Beschreibung des Entwurfs-programmes |
Design Studio HS19
“I think American landscape art is one thing, but my work doesn’t have anything to do with that, it has to do with material. When I bought property in Nevada, I bought it because I had done studies and found sands and gravels that could make concrete, and clay soils that could be used for soil cements, and running water. These were all raw materials. … If you bought an acre of land in that part of the world you were buying all the material you could use in a lifetime.”
Michael Heizer in Sculpture in Reverse (1984)
For this second semester, HS19, we will focus on SITE, as part of our six-year MATERIAL GESTURE research and design. In accordance with the approach of the studio we believe that when we take all the material aspects of a SITE in consideration: the geology, mining, different physical properties, craftsmanship, the specialized techniques and cultural understanding, we can deploy the full potential of the inherent material qualities of a SITE and our way of working it, in what we call MATERIAL GESTURE.
The SITE we will study and travel to is Japan’s Southern volcanic island of Kyushu. You will explore the area from a geological, material and cultural perspective. The project that will be developed in this studio will be based on this research and exploration. You will be required to work with the materials and the volcanic processes that are present on the island, and use or transform them to design a space located there: a space that is born from the site in its material consistence and that is constructed on that site, built, in harmony or contrast, to the previous gestures that have formed the geology of the place.
In this studio you will work in a workshop and laboratory-like setting where you will research, design and experiment with the actual materials of your project. The material and the ways of making are not a representative outcome of the design studio, but an integral part of a process of working, researching and designing.
Seminar Week HS19
October 19–27, 2019
Mount Aso, Mount Kuju, Beppu and Kunisaki Peninsula on Kyushu island (Japan)
For the studio’s field trip, we will travel to Kyushu, the Southern island of Japan. Our trip is related to our design studio that focuses on MATERIAL GESTURE, and this semester specifically on SITE. Not site in the context we usually consider - as in the view, the vegetation or the relationship to a build environment but rather, site from a geological perspective, how the landscape is formed, what the ground consists of, and how it is changing. During the field trip, artist Carlos Irijalba and Japanese volcanologists will join to explore the geology of Kyushu: the soil, sand, stone, minerals, lava and ash; the crust, faults, cracks, hills, and craters. We will study the processes (the gestures of the volcano so to say) that have shaped the landscape as it is and that will continue to change it in the future.
As part of the field trip we will hike to the active hot crater lake of Mount Aso, the oldest and still active volcano in Japan. We will engage in the local culture from sake making, to spring water pilgrimage, to ancient worshipping and iron oxide pigment making. We continue the trip to Mount Kuju to visit a geothermal power plant, and visit Beppu, one of the largest spa resorts, fed by hydrothermal fluids beneath the volcanic centers. We end our trip at Kunisaki Peninsula, where we will stay in a temple, and experience part of the training of mountain worshipping.

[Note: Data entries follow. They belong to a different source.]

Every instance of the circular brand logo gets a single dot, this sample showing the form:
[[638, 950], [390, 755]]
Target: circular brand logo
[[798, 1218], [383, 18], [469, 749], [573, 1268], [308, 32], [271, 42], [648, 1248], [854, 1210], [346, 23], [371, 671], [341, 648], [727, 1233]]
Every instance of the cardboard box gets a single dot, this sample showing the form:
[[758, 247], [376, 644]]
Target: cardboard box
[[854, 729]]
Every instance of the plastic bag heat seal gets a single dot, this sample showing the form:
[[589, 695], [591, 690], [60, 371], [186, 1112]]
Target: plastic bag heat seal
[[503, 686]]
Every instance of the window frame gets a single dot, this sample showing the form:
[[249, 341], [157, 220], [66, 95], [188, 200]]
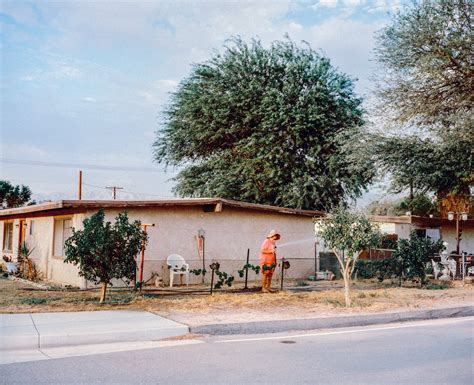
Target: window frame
[[7, 225], [62, 235]]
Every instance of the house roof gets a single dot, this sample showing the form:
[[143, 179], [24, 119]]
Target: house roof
[[421, 221], [77, 206]]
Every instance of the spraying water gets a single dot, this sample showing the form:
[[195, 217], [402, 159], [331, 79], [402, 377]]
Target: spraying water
[[298, 242]]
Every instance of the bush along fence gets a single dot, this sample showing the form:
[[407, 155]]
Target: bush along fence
[[220, 279], [409, 261]]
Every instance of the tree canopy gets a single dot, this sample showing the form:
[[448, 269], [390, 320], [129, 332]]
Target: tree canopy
[[104, 251], [426, 94], [427, 76], [12, 196], [265, 125]]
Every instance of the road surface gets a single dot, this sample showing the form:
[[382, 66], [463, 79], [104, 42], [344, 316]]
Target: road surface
[[425, 352]]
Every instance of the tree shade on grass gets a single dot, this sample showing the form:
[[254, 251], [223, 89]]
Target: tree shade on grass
[[265, 125]]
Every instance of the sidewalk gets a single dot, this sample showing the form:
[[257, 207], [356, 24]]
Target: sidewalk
[[328, 322], [62, 330], [47, 330]]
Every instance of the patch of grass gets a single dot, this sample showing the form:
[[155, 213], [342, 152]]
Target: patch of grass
[[33, 300], [334, 302], [436, 286], [150, 295]]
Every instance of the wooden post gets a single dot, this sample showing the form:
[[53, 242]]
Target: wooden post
[[80, 185], [142, 260]]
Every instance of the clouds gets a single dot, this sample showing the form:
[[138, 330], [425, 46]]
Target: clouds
[[101, 72]]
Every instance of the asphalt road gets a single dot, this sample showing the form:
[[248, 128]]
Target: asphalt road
[[434, 352]]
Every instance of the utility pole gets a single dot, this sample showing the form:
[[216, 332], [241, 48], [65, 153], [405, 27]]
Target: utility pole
[[142, 260], [114, 189], [80, 185]]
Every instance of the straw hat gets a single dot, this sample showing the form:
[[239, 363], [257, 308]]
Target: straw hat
[[274, 233]]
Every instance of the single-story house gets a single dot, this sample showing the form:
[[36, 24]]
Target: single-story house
[[435, 228], [228, 228]]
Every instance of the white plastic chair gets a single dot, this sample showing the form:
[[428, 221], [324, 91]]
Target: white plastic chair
[[436, 269], [452, 267], [177, 266]]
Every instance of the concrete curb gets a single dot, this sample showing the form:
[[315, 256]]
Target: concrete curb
[[331, 322], [62, 329]]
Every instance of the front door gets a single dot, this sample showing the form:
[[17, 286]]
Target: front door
[[21, 234]]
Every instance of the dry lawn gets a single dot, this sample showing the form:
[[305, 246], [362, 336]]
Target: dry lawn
[[367, 297]]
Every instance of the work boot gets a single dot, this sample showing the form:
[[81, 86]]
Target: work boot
[[264, 284]]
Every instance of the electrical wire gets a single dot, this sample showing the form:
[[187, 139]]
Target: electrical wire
[[80, 165], [130, 192]]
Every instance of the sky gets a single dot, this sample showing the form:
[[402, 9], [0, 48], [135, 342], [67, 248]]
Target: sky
[[84, 83]]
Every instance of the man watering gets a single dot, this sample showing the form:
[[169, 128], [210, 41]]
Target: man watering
[[268, 260]]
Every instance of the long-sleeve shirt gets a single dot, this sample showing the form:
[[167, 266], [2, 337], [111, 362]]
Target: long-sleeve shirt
[[267, 253]]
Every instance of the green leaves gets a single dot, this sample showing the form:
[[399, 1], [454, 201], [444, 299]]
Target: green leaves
[[425, 56], [348, 231], [104, 251], [13, 196], [414, 253], [265, 125]]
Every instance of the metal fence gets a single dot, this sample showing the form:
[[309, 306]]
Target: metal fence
[[300, 268]]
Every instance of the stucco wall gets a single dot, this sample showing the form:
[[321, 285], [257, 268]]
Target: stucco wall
[[228, 236], [401, 229], [14, 253]]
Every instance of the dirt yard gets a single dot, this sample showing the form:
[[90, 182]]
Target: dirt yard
[[198, 309]]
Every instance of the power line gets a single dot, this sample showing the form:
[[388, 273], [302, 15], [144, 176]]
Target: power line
[[130, 192], [114, 189], [79, 165]]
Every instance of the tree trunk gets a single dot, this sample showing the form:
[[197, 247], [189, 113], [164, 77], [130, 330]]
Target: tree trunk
[[347, 281], [103, 291]]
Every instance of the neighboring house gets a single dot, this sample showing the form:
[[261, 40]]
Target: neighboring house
[[435, 228], [229, 227]]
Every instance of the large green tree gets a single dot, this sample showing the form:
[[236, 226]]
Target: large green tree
[[104, 251], [426, 65], [265, 125], [426, 93], [12, 196]]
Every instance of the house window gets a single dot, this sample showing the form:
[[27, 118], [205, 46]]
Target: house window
[[8, 237], [62, 231]]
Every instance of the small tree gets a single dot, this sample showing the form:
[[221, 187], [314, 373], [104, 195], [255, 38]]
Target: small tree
[[104, 251], [414, 253], [12, 196], [347, 234]]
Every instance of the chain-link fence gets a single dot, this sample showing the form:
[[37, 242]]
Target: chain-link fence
[[242, 270]]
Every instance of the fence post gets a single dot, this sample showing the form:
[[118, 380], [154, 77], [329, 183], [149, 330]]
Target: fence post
[[212, 280], [247, 269]]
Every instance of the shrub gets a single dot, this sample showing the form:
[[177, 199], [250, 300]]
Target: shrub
[[104, 251], [413, 254]]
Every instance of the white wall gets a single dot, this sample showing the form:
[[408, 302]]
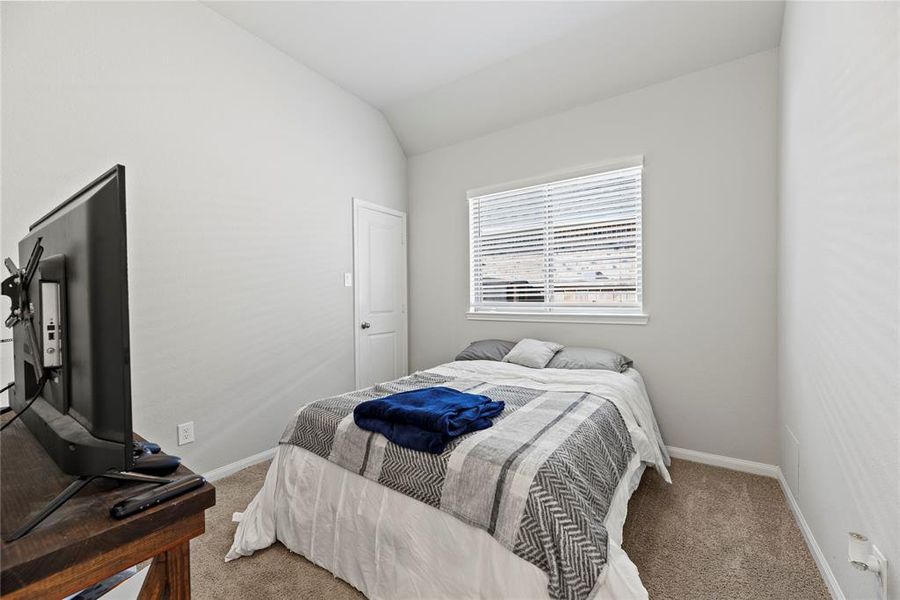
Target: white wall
[[240, 169], [838, 301], [709, 142]]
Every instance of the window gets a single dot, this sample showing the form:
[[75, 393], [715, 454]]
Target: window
[[568, 249]]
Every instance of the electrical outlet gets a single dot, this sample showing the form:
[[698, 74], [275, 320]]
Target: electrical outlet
[[185, 433], [881, 561]]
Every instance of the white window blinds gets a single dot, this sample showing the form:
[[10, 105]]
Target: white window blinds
[[571, 246]]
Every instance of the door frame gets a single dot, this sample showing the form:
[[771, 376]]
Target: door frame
[[404, 307]]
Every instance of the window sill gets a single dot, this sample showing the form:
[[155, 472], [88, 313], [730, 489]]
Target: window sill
[[608, 318]]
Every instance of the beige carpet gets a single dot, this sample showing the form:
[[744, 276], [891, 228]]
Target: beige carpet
[[713, 533]]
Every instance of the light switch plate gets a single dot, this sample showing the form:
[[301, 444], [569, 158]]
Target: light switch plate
[[185, 433]]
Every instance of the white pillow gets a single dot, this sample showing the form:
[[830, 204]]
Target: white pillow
[[532, 353]]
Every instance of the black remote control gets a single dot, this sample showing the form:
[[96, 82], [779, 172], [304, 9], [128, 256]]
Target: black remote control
[[158, 495]]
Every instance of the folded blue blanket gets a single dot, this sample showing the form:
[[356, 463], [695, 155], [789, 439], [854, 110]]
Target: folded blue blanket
[[427, 419]]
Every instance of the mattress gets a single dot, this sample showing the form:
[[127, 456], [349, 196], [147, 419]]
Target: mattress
[[389, 545]]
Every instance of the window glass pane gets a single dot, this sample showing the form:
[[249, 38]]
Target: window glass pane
[[566, 246]]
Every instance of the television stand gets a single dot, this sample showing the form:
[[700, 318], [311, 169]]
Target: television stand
[[75, 487]]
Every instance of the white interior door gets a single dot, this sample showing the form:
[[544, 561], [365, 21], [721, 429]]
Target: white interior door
[[379, 263]]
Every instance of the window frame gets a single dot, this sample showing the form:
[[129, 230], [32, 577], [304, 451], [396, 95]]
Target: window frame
[[602, 314]]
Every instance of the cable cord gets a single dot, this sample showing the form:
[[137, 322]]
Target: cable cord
[[30, 401]]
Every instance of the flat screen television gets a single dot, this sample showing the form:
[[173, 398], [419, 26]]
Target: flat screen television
[[71, 348]]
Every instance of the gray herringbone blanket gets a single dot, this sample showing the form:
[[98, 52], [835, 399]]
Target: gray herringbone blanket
[[540, 480]]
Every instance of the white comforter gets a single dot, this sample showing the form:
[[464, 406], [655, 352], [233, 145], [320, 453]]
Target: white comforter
[[391, 546]]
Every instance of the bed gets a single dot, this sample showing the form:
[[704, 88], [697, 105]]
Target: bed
[[513, 511]]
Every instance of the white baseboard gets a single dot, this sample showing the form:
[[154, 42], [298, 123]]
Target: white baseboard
[[726, 462], [811, 543], [236, 466], [756, 468]]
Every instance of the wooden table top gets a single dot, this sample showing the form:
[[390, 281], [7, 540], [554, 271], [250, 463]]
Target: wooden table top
[[82, 528]]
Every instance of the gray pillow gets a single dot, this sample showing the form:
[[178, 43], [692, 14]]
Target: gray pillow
[[486, 350], [590, 358], [532, 353]]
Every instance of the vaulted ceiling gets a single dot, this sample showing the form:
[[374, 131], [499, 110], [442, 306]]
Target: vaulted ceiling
[[443, 72]]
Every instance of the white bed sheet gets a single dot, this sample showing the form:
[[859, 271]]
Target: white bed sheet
[[391, 546]]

Our interest in this trip is to gain a fundamental understanding of a territory by exploring its geological formations and material consistence, and engaging in human practices that have build specific relationships with a specific place. Our field trip is to strengthen our own research and gestures of specific ways of making and engaging within this landscape of Kyushu, in order to produce an architecture that is solely focused on the relationship between gesture and material.
Expense category C including transport, accommodation, guided visits, workshop and a dinner.
Students choosing design class Holtrop in priority 1 during internal enrollment do not choose a seminar week in HS 2019. Trip to Japan during seminar week is highly recommended and will be credited as seminar week by Chair Holtrop. |
Lernziele |
When we take all aspects of the material into consideration – the geology, the mining, the different properties, the craftsmanship, the specialised techniques, and the cultural significance – we can deploy the full potential of the inherent qualities of the material itself and our way of working it in what we call MATERIAL GESTURE.
In this design studio you will define your gestures of making and working with material(s) through research and experiment, and in response to the topic of the studio.
It is important in this design studio, not to make a complete building, but to show and argument the found values of the material engagement in a spatial way based on the full postnatal of the inherent qualities of the material itself and your way of working it.